Unfortunately, the labor market's adjustment to changes in demand for workers in a particular occupation may take years to accomplish if the desired training and experience takes years to obtain. Economists speak of the "cobweb model" of labor supply and demand in which long training periods cause a substantial lag between demand and supply, potentially resulting in the two being mismatched for extended periods.
When local labor supply doesn't fill the need, migration from other areas with greater labor availability is likely to meet some of the demand for workers. Almost 170,000 people moved into Oregon between 2004 and 2005, according to the U.S. Census Bureau's 2005 American Community Survey. This is almost 5 percent of the state's population. About three-of-five recent in-migrants age 18 or older were in the labor force. Of course, some people leave Oregon each year. Net migration of about 33,000 in 2005 indicates that about 137,000 people, no doubt many of them in the labor force, moved out of Oregon between 2004 and 2005. One important reason for moving is to take a new job. Thus, migration is likely to have an influence on the availability of workers with needed skills.
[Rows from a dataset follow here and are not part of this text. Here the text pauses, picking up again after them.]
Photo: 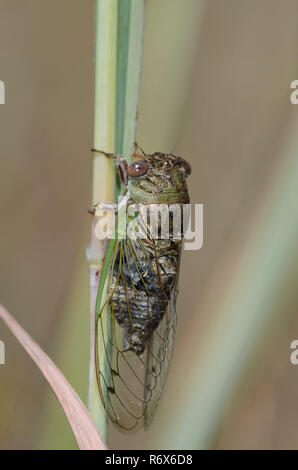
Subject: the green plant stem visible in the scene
[88,0,118,442]
[88,0,145,441]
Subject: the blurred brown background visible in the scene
[0,0,298,449]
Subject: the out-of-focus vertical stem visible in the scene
[88,0,118,441]
[88,0,145,440]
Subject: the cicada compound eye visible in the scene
[128,160,149,177]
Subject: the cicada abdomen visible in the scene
[95,153,190,432]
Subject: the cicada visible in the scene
[90,152,191,432]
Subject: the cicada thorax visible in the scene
[96,153,190,432]
[110,201,181,355]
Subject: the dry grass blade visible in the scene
[0,305,106,450]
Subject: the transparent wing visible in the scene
[96,220,181,432]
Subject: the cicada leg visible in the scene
[91,148,128,186]
[88,202,118,215]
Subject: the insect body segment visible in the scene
[91,149,190,432]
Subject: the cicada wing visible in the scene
[96,241,147,432]
[96,224,180,433]
[144,289,177,429]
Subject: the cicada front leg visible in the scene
[91,148,128,187]
[88,202,118,215]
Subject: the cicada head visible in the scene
[128,152,191,204]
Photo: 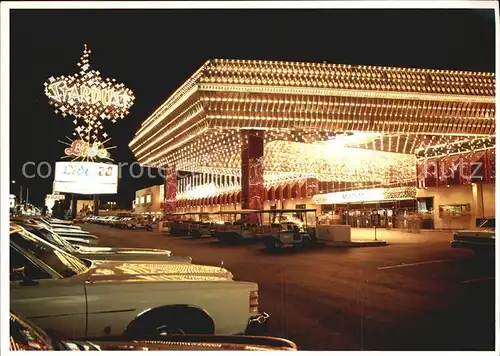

The actions of employers and workers may be joined by changes in government policy to address the issue. Oregon's age structure in 2015 is projected to be very similar to Japan's in 2000. Japan has taken several actions to help address its employers' need for workers. It has expanded its support network for working parents, encouraged flexible work schedules and phased rather than abrupt retirement, expanded internship programs for vocational school students, and reformed laws to encourage employment of people with disabilities.
Adjustment to tighter labor market conditions are underway already. For example, some business associations have launched worker training and certification programs, and some employers are aggressively recruiting older workers. A recent AARP survey of 400 Oregon employers indicates that about one-third of businesses have taken action to prepare for a potential labor shortage. Common actions include improving technology, increasing training, and adjusting work schedules.